– Роберт! Черт побери, куда задевался этот мальчишка? – раздался во дворе грозный рык Морлэнда.
– Мне надо идти, – сказал юноша своей любимице, и та при звуках его голоса заколотила хвостом по земле. – Мне очень хотелось бы взять тебя с собой, Леди Брах, но я не могу... Зато когда я вернусь домой, у тебя появится новая хозяйка, которую надо будет любить, и, надеюсь, ты не станешь ревновать и рычать на неё.
– Роберт! – В голосе отца уже звучало откровенное раздражение. Юноша поспешно погладил собаку по голове, вскочил на ноги и вдруг замер. Ему пришла в голову замечательная мысль. Нагнувшись, он принялся торопливо шарить по подстилке Брах, пока не нашел самого крепкого и крупного щенка. Роберт решил взять его с собой в качестве подарка для своей будущей невесты. Засунув щенка себе под рубашку, чтобы малыш не замерз, Роберт выскочил во двор как раз в тот миг, когда отец собирался заорать в третий раз.

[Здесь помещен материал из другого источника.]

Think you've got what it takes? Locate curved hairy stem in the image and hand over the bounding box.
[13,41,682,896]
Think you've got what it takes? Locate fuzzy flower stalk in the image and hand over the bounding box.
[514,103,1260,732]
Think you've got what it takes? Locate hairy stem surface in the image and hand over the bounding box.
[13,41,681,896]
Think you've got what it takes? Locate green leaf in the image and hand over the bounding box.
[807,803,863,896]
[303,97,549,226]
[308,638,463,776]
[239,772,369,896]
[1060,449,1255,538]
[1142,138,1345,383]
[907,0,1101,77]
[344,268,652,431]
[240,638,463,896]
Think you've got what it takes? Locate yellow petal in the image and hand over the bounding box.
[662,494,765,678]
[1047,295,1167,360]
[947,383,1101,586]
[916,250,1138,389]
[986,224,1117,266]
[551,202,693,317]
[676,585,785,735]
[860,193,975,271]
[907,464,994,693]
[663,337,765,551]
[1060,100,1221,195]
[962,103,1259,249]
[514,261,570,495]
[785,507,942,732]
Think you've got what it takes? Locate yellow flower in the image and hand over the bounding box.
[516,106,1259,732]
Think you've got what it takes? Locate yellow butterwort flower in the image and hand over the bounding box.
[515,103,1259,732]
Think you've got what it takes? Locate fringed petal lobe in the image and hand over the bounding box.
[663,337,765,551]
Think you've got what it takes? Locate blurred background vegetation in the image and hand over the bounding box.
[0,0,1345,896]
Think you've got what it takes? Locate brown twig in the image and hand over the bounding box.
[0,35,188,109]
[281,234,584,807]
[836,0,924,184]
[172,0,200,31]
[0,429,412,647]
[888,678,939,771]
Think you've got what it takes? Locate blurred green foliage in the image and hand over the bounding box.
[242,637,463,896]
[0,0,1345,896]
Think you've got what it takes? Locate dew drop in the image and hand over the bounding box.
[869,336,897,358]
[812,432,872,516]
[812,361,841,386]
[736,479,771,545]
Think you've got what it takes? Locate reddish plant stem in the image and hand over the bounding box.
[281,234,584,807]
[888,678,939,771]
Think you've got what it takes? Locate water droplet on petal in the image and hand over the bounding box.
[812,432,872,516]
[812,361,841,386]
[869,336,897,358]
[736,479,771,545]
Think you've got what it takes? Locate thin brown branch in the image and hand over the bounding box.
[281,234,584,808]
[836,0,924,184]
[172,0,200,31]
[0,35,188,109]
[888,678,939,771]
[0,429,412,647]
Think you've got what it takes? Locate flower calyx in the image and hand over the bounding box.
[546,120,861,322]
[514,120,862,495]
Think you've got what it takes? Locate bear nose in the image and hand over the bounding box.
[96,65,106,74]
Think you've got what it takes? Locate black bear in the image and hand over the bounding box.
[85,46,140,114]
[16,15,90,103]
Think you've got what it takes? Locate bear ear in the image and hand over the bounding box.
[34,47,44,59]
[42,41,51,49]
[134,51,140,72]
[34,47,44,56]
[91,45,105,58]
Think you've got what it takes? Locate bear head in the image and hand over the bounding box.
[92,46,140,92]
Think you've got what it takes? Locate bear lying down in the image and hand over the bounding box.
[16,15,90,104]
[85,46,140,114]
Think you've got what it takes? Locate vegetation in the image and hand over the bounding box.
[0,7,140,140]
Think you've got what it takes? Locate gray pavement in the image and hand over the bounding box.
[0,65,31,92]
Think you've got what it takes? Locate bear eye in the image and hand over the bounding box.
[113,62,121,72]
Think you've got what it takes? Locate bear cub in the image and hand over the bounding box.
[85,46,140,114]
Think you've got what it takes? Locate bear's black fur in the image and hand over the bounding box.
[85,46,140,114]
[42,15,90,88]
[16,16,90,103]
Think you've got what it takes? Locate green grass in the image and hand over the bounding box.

Минутой позже они уже крупной рысью мчались по дороге почти в полной темноте, лишь только-только начинавшей сереть. В это время года, когда заканчивалась последняя летняя стрижка овец, по дорогам длинной чередой тянулись обозы, доверху нагруженные шерстью; они направлялись на юг, на крупнейший рынок страны и в лондонский порт. Обозы иной раз состояли из сотни, а то и двух сотен повозок, запряженных лошадьми, и едва тащились, загораживая всю дорогу своими массивными, раскачивающимися кузовами и поднимая такую пыль, что несчастным, двигавшимся вслед за ними, нечем было дышать. Находились, разумеется, и такие люди, которые специально дожидались обозов с шерстью и держались потом рядом с ними; эти путники, видимо, любили компанию или чувствовали, что им лучше ехать под защитой более чем сотни мужчин. Но Морлэнды к таким путешественникам не относились. Пять хорошо вооруженных человек на добрых лошадях могли, пожалуй, не опасаться разбойников. Обозы обычно отправлялись на рассвете; значит, маленькому отряду Морлэнда надо было выехать задолго до восхода солнца, если Эдуард хотел опередить повозки с шерстью. И когда горизонт лишь начинал алеть, Морлэнды со слугами были уже более чем в пяти милях от дома.
...Элеонора Кортней устроилась на резном дубовом подоконнике выходившего на юг окна и пыталась поймать последние лучи солнца, чтобы еще немного посидеть над своей вышивкой. Девушка трудилась над рубашкой для своего опекуна; изящный узор требовал самого лучшего белого шелка и самой тонкой иглы. Когда совсем стемнеет, Элеонора отложит вышивку и займется какой-нибудь более простой работой. Время от времени девушка поднимала голову и смотрела в окно. Стоял прекрасный день, какие нередко выдаются поздним летом, и вокруг под голубым куполом небес зеленели покатые холмы острова Пэрбек.